The Story
Why it exists.
The beginning
Balance arrived in 2020 as part of The Phluid Project's debut fragrance collection, five scents released without gender prescriptions. Each fragrance in the lineup was designed to be chosen by feel, not by aisle. Balance found its concept in the idea that composure and calm aren't the same thing, one is earned, the other is chosen. The brief given to perfumer Ilias Ermenidis appears to have been simple: make something that settles the way a deep breath does. Not sedate. Not passive. Just present. The name came first, the fragrance built around it, a rare inversion in perfumery, where usually the scent dictates the story. Here, the story preceded the formula, which meant the composition had to deliver on a promise that exists entirely in the mind: equilibrium, self-acceptance, the exhale after a difficult hour.

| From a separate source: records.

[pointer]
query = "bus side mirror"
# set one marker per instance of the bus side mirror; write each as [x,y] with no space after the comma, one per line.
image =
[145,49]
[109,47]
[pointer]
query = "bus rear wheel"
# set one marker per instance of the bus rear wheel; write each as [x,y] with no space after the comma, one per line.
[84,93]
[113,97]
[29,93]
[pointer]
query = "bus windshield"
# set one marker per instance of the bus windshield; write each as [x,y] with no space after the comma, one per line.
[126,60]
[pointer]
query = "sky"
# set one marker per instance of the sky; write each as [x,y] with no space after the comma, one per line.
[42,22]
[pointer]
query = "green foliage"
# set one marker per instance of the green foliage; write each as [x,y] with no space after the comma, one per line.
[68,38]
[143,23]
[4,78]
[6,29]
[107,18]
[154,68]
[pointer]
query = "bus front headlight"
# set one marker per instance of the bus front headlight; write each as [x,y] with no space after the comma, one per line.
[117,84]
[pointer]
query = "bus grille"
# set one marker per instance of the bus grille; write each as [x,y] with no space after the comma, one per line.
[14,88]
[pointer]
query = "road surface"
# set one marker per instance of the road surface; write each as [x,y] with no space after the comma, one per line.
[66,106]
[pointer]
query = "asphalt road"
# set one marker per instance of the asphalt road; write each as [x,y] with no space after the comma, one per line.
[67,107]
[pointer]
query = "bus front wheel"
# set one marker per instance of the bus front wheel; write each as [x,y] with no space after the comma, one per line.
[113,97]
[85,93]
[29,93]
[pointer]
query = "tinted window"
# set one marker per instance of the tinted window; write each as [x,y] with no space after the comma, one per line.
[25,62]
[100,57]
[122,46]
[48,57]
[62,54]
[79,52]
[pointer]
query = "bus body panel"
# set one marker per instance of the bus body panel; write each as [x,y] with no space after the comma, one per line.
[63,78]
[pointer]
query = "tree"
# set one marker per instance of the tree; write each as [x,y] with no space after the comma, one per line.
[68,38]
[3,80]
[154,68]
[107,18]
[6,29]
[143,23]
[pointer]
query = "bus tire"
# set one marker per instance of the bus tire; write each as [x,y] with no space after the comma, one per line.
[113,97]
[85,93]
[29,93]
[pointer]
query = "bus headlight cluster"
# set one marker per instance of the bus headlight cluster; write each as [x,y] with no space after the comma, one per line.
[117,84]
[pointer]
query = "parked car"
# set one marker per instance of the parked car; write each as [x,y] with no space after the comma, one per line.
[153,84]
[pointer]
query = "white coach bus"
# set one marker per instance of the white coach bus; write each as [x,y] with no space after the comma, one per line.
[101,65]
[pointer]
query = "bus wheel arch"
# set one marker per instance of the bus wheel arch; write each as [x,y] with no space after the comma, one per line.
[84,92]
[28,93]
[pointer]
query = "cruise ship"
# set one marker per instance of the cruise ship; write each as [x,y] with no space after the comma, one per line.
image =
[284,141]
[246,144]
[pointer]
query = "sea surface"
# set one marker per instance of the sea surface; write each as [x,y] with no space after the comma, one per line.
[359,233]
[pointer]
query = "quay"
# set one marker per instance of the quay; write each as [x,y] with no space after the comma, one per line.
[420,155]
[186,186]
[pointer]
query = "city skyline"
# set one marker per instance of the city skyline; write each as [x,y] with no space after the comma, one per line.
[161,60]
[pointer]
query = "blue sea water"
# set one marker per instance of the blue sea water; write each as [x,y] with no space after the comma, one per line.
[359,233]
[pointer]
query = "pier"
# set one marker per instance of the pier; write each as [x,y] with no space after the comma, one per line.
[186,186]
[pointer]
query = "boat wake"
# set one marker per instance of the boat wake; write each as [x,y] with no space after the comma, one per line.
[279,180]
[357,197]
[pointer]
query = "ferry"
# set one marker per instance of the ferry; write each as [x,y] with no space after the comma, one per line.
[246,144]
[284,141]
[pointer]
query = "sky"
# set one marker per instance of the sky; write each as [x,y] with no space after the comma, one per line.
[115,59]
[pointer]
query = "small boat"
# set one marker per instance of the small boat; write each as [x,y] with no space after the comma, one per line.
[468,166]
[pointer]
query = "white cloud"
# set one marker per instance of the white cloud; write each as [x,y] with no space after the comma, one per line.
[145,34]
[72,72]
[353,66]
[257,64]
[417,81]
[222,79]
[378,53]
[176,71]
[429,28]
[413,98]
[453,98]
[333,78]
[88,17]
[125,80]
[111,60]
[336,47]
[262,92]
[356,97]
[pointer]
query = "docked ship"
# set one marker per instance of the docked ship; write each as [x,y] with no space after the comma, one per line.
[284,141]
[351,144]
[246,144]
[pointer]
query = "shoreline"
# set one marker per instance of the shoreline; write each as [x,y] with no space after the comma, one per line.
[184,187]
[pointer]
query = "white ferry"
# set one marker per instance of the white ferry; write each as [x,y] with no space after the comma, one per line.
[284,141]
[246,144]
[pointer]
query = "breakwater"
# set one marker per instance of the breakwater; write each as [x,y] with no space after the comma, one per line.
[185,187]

The pairing of black tea and clary sage as a heart is the decision that defines Balance. Neither material is especially common in contemporary fragrance as a focal point, tea often plays supporting roles in aquatic or fresh compositions, while clary sage reads more as an aromatic nuance than a leading note. Together, they create a middle act that resists the usual sweetness or warmth expected in this category. It's the kind of heart that asks you to slow down while you're smelling it. The top notes, cardamom and grapefruit, do the expected work of brightness, but the real intention sits in the center, where the fragrance spends most of its time on skin.
The evolution
Grapefruit hits first. Sharp, immediate, almost astringent, the kind of opening that clears the air. Cardamom arrives alongside it, adding a soft spice that tempers the citrus without sweetening it. Within fifteen minutes, the grapefruit begins to recede and the black tea takes over, pulling the fragrance into a cooler, quieter register. Clary sage adds a faint herbal quality, but it reads more as atmosphere than presence. The transition from top to heart happens quickly, there's no dramatic handoff, no moment where one phase dies so another can live. The drydown is where Balance earns its name. Cedar and vetiver arrive without ceremony, settling into the skin like a base layer. The projection drops to intimate. What lingers is dry wood and earth, faint tea, the memory of citrus that no longer exists on the surface. On fabric, the cedar holds longer, four to six hours depending on the material. On skin, the full arc tends toward the shorter end of moderate.
Cultural impact
Balance arrived in 2020 during a period of significant cultural reckoning around gender, identity, and representation in the beauty industry. The Phluid Project positioned itself as a gender-free brand from inception, and its fragrance line embodied that philosophy without compromise. The scent's restrained tea-forward profile and avoidance of overtly masculine or feminine archetypes represented a deliberate counterpoint to the binary marketing that had dominated fragrance for decades. Community reception on fragrance forums reflects appreciation for its understated approach to fresh-woody composition, with users frequently noting that it 'doesn't smell like anything trying too hard.' This quiet confidence mirrors the brand's broader cultural stance.